Looks & sounds like y'all hadfun over there


----------



## Pourman1 (Oct 4, 2007)

NICE !! :clap ... going down to Sebastian Inlet in October myself , never caught a Snook ... yet :letsdrink


----------



## Chris V (Oct 18, 2007)

Looks like ya'll had fun down there. I'll be fishing someof the same areas this coming weekend.


----------



## teamreelloco2 (Mar 10, 2009)

Good job. It's always nice to catch fish somewhere else. Mike and I went to Sebastian a few years ago. I only got one snook, but it was worth the trip to experience that. I wish we had them up here.


----------



## gottafish (Oct 6, 2007)

Way to go, Tim!!! I once caught a 44-inch Snookoff of the Lake Worth Pier near West Palm Beach, but they run bigger on that coast,so that is one heck of a linesider for the Tampa Bay area!!!! 

Snook are like grouper...they naturally head for stucture when hooked, so the big ones are a real challenge to land. :bowdown

Sounds like you guys had a great trip!


----------



## Buckethead (Sep 2, 2008)

> *Pourman1 (9/28/2009)*NICE !! :clap ... going down to Sebastian Inlet in October myself , never caught a Snook ... yet :letsdrink




Get ready then, they fight like hell. A 20 lb. or more Snook will spool the s*** out of you. They are awesome to catch. They don't go on as many runs as redfish, but they are faster, it's like a combo of a redfish and a mackerel. Great table fare as well, if you skin them. 

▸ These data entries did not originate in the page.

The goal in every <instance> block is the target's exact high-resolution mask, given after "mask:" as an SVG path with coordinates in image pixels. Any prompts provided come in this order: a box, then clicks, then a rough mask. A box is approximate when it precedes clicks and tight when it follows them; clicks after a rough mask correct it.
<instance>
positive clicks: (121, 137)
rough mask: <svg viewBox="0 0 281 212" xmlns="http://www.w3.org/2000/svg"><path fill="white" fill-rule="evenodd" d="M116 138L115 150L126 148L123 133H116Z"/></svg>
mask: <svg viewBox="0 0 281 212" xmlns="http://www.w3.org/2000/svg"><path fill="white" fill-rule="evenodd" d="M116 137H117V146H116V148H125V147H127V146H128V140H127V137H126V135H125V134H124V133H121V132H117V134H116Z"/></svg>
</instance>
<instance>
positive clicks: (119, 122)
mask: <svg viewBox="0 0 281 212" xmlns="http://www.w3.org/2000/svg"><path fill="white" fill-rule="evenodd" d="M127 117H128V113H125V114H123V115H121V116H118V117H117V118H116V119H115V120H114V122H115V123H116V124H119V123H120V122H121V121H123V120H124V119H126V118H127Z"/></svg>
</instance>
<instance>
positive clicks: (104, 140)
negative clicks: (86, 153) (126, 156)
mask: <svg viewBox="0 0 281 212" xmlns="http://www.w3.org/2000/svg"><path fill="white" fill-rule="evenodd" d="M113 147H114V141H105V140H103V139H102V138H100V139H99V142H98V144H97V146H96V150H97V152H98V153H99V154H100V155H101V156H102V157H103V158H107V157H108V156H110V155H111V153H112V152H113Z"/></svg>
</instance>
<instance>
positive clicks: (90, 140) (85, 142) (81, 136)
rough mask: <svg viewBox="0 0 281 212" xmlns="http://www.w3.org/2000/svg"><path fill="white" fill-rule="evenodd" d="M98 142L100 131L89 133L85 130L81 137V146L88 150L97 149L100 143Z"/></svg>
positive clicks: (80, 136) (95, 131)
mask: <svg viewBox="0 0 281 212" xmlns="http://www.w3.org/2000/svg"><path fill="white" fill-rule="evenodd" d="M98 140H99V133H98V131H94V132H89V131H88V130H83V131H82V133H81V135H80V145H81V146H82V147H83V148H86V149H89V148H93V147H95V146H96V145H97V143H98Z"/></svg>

As far as the report goes, Cockroach Bay is almost live bait only since it's entirely mangroves. Snook are everywhere in there, and some decent reds. I had a tough time in there with artificials, only pulling a few of each species. It's tough to shoot a jerkshad way back in those mangroves, takes some practice. If you leave from the ramp in Cockroach Bay and head South into that maze of small cuts before you get into the bigger "bay" part of it, there are lots of very nice fish in there. You'll see schools of huge lunker sized mullet in large numbers. Find them and you'll probably end up surrounded by a few schools of redfish. I was prefishing there for Ruskin 2 months ago and ended up surrounded by about 5 big schools of reds on my first morning there, I wish I had someone else with me so we could've slammed them better. Needless to say, that didn't happen in there the rest of the week. You mentioned Fort De Soto, Mullet Bayou holds very nice tournament reds almost all year long. I'll leave it up to you to figure out how to get them to bite though, that is a pain in the @$$.


----------



## Chris V (Oct 18, 2007)

Thanks for the tips buckethead. I will be fishing both tampa and sarasota this weekend and plan on spending some time in cockroach bay.


----------



## Buckethead (Sep 2, 2008)

I'm actually from Sarasota. If you'd like any advice on fishing that area as well, send me a PM.


----------



## NavySnooker (Sep 10, 2008)

wish i'da known you dudes were down, i coulda taken you out on the boat... we tore up weedon island all week until the "cool front" came in on sunday>>> glad to see you boys did well.... i hit a slam on every day we went out.. both north and south florida slams.. picked up some nice flounder... next time you hit tampa bay, shoot me a PM.. i may be in town... i'll be in pcola on the 7th, we should go tear 'em up


----------